In empirical studies the notion statistically significant is often used. This should not be mingled with significance in the usual meaning: statistical significance indicates only that the effect is probably not an artifact caused by too small sample size. It is an information about the quality of the research, not about the importance of the effect.
But if we want to know how important the effect is, we need another measure: effect size. For example, in the case of harm caused by sexual abuse, the effect size is small - only about 1%.
Here, a popular explanation:
The common value derived from each study in the meta-analyses we’ll be discussing is called an effect size, which tells you how big the difference is between CSA and control subjects in terms of their adjustment.
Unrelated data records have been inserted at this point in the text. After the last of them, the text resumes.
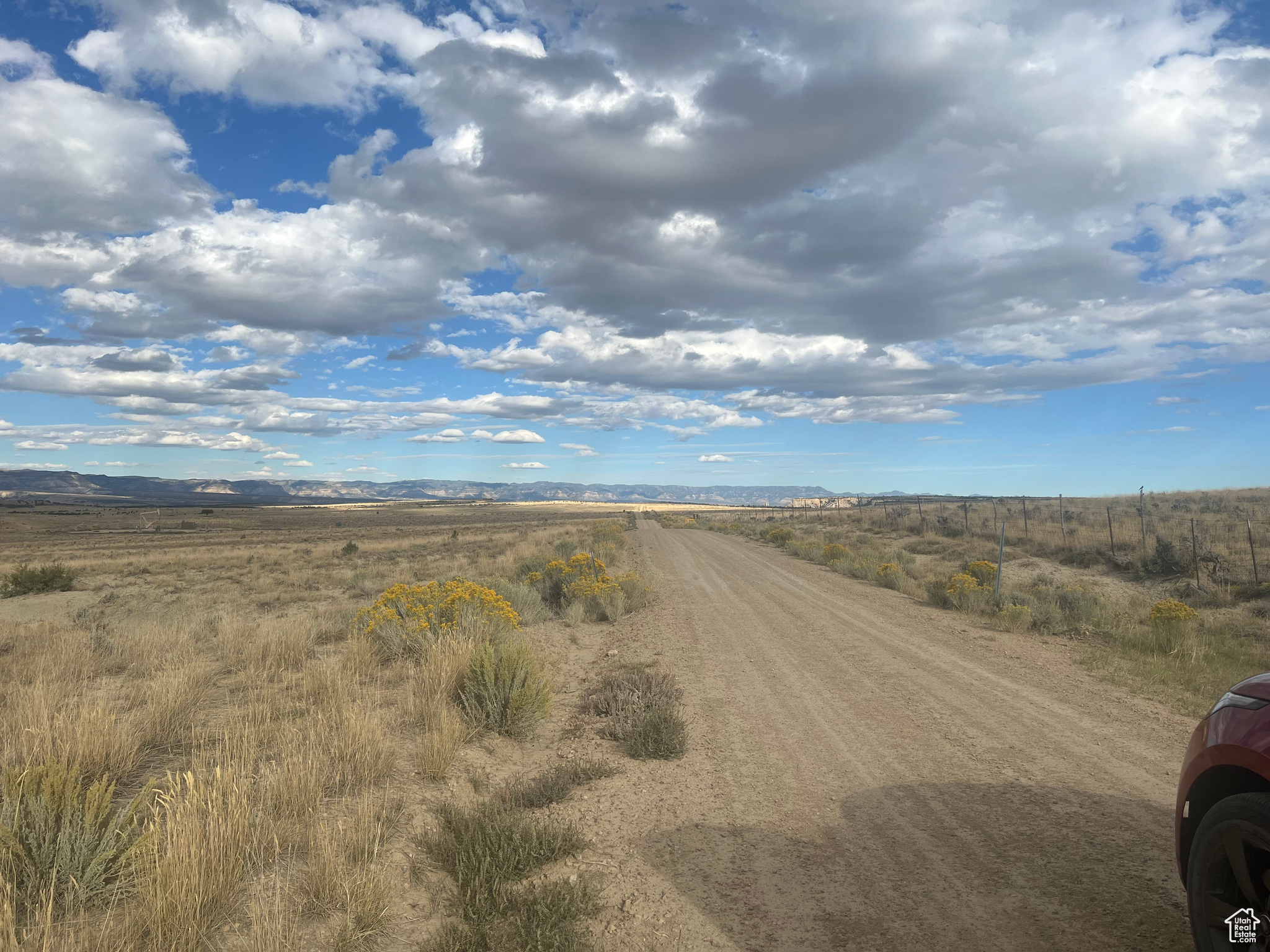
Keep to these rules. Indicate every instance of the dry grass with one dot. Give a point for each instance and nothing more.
(198, 861)
(219, 666)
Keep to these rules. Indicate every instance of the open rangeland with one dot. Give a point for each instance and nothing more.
(864, 769)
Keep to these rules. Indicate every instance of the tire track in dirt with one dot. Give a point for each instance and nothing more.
(871, 774)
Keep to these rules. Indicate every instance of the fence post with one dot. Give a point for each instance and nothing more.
(1254, 551)
(1142, 518)
(1001, 555)
(1194, 552)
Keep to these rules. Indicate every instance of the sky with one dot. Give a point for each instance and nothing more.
(944, 247)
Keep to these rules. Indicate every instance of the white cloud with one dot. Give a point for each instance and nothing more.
(516, 437)
(79, 161)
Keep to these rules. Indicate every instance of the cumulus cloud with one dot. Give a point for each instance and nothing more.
(76, 161)
(869, 218)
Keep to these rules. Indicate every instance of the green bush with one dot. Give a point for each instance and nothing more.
(655, 734)
(65, 844)
(25, 580)
(506, 689)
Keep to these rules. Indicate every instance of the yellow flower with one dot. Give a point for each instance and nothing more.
(984, 571)
(438, 609)
(1170, 610)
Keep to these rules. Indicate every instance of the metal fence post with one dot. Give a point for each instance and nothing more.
(1254, 551)
(1142, 518)
(1194, 552)
(1001, 555)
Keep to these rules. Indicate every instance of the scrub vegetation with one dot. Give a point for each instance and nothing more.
(241, 736)
(1141, 622)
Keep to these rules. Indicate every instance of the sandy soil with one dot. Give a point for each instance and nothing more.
(871, 774)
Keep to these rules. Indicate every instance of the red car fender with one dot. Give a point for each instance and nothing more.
(1230, 738)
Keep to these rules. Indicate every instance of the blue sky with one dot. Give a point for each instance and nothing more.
(1000, 248)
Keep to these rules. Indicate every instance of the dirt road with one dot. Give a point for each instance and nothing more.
(873, 774)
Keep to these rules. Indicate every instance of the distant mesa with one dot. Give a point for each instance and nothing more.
(106, 490)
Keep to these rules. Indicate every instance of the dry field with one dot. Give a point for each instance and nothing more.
(873, 762)
(205, 746)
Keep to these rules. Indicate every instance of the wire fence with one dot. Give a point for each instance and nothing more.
(1212, 549)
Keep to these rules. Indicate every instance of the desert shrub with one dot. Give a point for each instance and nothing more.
(24, 580)
(406, 619)
(549, 917)
(1081, 558)
(644, 710)
(66, 845)
(553, 785)
(506, 689)
(1171, 625)
(804, 549)
(525, 599)
(1014, 617)
(489, 848)
(1165, 560)
(634, 591)
(938, 592)
(966, 593)
(609, 534)
(582, 580)
(654, 734)
(984, 571)
(889, 575)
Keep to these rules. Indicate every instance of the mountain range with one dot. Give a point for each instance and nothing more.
(66, 487)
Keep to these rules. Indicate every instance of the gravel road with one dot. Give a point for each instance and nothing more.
(871, 774)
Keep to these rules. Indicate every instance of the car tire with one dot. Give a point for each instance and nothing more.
(1230, 860)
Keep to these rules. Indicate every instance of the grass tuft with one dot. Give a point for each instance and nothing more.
(65, 847)
(644, 710)
(506, 689)
(24, 580)
(489, 848)
(554, 785)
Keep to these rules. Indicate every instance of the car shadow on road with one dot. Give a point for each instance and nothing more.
(950, 866)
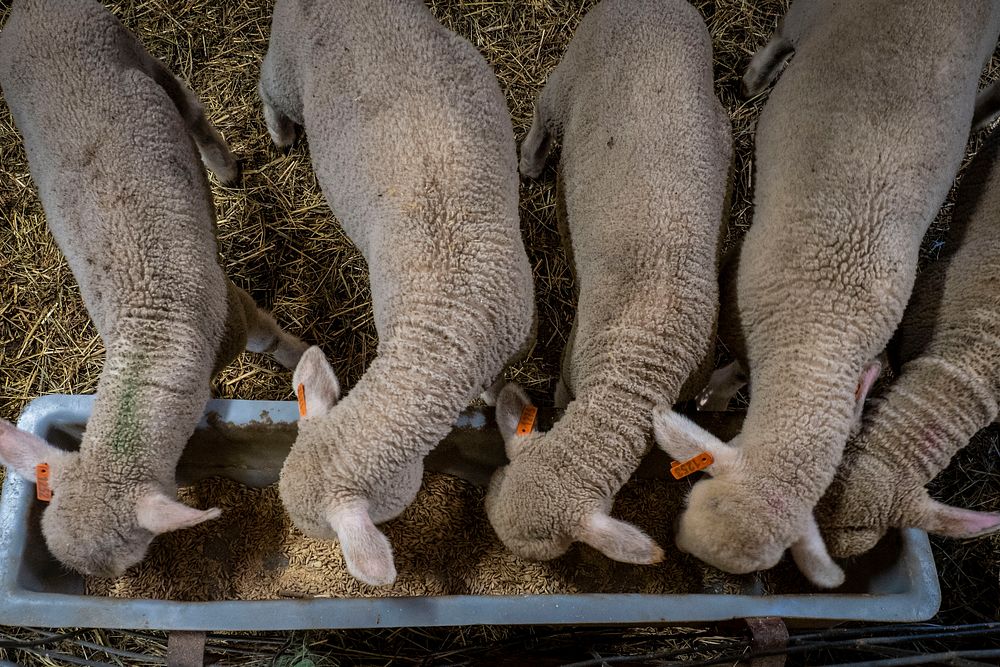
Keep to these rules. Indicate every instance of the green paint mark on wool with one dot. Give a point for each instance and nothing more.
(125, 434)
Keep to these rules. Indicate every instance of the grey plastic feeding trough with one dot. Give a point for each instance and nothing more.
(247, 441)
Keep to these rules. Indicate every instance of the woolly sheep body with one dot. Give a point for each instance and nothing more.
(644, 166)
(948, 389)
(412, 144)
(108, 133)
(856, 149)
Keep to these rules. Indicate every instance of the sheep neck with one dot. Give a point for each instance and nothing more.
(146, 409)
(608, 428)
(790, 441)
(404, 404)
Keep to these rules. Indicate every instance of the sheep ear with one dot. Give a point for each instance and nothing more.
(810, 554)
(869, 374)
(367, 551)
(683, 439)
(940, 519)
(21, 451)
(619, 540)
(158, 513)
(766, 64)
(511, 402)
(320, 388)
(535, 147)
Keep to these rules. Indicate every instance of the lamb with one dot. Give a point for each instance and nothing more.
(108, 132)
(646, 153)
(856, 149)
(412, 144)
(947, 391)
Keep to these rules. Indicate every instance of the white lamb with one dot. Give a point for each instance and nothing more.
(947, 390)
(856, 150)
(108, 132)
(646, 152)
(412, 144)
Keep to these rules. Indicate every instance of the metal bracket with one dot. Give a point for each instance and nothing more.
(769, 634)
(186, 649)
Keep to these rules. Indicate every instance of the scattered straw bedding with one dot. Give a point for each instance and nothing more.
(278, 241)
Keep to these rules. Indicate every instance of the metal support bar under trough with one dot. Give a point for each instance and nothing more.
(186, 649)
This is different from saying that the two groups showed a statistically significant difference, because such a difference could be very small or quite big. The effect size tells us whether the difference is small or big. If you save one guilder at store A compared to store B on a 1000 guilder item, there’s a difference, but it’s quite small. If you save 200 guilders, then that’s something. As a shopper, you want to know how much you’ll save by going to store A, not simply whether you’ll save. This is the spirit of effect size analysis.
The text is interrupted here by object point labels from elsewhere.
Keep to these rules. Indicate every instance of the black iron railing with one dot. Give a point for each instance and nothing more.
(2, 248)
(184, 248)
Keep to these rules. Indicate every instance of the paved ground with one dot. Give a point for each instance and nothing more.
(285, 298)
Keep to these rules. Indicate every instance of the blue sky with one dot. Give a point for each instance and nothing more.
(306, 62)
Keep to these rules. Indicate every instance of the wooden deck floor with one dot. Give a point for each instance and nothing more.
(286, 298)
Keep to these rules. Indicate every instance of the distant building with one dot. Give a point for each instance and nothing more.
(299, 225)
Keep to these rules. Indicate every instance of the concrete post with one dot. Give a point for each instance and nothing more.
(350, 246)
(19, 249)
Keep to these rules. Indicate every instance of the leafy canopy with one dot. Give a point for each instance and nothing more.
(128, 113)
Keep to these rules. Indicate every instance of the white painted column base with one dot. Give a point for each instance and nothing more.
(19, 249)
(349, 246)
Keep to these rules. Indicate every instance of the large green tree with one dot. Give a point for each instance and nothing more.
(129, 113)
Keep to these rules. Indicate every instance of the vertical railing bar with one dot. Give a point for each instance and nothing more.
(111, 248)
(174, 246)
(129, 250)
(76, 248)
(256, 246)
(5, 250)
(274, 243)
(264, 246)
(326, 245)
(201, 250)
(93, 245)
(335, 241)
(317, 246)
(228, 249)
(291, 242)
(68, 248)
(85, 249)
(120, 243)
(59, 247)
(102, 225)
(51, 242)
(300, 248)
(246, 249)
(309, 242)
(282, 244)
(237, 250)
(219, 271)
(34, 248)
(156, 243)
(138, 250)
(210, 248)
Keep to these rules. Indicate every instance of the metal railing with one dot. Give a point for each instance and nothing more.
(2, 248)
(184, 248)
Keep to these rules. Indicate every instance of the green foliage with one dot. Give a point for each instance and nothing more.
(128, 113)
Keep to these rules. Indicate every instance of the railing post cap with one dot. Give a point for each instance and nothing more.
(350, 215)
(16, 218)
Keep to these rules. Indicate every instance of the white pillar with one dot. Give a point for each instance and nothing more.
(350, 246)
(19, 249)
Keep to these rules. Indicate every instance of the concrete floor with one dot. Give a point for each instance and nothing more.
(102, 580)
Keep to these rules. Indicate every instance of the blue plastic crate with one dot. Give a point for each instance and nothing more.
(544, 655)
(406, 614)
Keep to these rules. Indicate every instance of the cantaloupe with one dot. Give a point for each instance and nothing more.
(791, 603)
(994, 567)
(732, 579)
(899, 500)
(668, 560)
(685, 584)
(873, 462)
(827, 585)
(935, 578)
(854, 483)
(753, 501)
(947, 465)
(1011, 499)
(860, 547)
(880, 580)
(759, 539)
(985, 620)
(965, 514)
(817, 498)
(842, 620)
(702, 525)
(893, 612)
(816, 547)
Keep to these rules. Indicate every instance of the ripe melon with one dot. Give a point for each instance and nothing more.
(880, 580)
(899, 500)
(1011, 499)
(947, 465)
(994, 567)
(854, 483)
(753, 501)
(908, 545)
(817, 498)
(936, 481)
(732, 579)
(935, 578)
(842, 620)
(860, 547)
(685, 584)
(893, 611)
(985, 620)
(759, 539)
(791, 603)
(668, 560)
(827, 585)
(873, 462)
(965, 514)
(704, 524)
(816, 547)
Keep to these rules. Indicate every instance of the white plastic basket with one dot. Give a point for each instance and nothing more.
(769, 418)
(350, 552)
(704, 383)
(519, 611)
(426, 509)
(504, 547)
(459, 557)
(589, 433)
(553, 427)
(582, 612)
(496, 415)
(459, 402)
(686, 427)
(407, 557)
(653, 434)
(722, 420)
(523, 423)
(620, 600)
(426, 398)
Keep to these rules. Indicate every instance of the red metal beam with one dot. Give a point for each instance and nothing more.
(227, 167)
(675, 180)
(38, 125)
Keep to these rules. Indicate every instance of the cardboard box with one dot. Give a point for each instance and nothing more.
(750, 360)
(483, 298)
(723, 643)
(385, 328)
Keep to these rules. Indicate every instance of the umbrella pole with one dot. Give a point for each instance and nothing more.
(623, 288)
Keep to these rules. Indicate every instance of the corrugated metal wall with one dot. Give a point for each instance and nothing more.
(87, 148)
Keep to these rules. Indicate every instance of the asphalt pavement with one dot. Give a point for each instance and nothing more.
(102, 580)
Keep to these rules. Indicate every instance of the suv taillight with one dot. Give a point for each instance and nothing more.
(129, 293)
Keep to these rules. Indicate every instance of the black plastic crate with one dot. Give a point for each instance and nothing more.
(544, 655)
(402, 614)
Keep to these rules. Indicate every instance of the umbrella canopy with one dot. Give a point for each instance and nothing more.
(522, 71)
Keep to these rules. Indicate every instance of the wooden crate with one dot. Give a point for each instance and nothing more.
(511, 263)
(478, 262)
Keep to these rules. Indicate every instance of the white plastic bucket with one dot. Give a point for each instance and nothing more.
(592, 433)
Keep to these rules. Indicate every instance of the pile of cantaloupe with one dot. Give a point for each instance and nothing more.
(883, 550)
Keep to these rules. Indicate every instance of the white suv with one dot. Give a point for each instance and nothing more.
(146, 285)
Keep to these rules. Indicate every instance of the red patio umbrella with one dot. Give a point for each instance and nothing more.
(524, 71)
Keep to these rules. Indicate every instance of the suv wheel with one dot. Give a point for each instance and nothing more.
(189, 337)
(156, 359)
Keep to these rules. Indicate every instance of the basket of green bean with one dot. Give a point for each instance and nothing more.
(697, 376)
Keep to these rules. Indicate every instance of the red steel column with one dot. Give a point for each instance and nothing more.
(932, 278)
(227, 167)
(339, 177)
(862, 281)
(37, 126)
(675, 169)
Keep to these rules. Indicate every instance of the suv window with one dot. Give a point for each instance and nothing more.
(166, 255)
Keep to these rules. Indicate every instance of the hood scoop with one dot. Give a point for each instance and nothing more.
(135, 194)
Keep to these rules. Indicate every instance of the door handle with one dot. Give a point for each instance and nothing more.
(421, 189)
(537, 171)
For ease of presentation, given that many of you are not familiar with statistics, we will report effect sizes in the following way. Imagine that we have a group of people, some of whom had CSA and some of whom did not. Now, you can imagine that there is a lot of variation in both groups in terms of how well the different individuals are adjusted. Some will be very well adjusted, others moderately so, others not too well, and a few will be seriously maladjusted. If CSA had a very strong effect on adjustment, then CSA should account for at least 50% of the adjustment variability among all of the subjects. If CSA had a strong effect, it should account for at least 25%. If CSA had a medium effect, it should account for about 10%. And if CSA had only a small effect, it should account for about 1% of the adjustment variability.